Over the past decade or so, NATO has become an expeditionary force, engaging in newer missions that are more appropriate to the 21stcentury threat environment. It is well known that NATO is undertaking operations in Afghanistan and Kosovo.  Perhaps less well known is that it is currently undertaking counterterrorism operations in the Mediterranean Sea, conducting anti-piracy operations around the Horn of Africa and supporting the African Union in peacekeeping missions on that continent. Over the past decade or so, NATO has conducted humanitarian relief operations in Pakistan (after the 2005 earthquake) and the U.S. (in response to Hurricane Katrina), helped the Greeks manage security for the Olympics and, of course, led an anti-genocide campaign in Libya.

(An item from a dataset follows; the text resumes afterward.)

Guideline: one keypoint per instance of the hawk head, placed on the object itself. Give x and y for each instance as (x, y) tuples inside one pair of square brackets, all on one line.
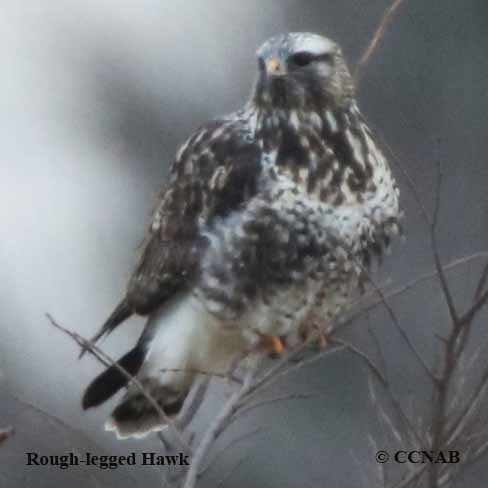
[(300, 70)]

After more than a decade and a half of operating “out of area,” NATO is finally coming home. Moving forward, the challenges facing NATO are truly daunting. They include how to (1) withdraw responsibly in Afghanistan, (2) invest smartly in defense capabilities during a time of fiscal austerity, (3) engage new partners in the new threats of our time and (4) protect partner states from new threats such as terrorism and ballistic missiles emanating from Iran and the broader Middle East.  This is a far cry from NATO’s founding concerns outlined by Lord Ismay. These are also the key agenda items for the Chicago summit.

In Chicago, we have the opportunity to host NATO’s continued efforts to tackle its existential questions. Is the alliance worth the costs? Can a creaky old alliance retool to confront dangerous, complicated new threats? What new countries need to be brought in and, most important, how to do so? It is too easy to say that NATO has no purpose. Given that it comprises some of America’s most important if challenged allies, the real question is, how can it be reconfigured? These are the questions that will be on the table at McCormick Place this weekend. Chicago has the privilege of having a front-row seat to these deliberations.

Rachel Bronson is the vice president of studies at the Chicago Council on Global Affairs.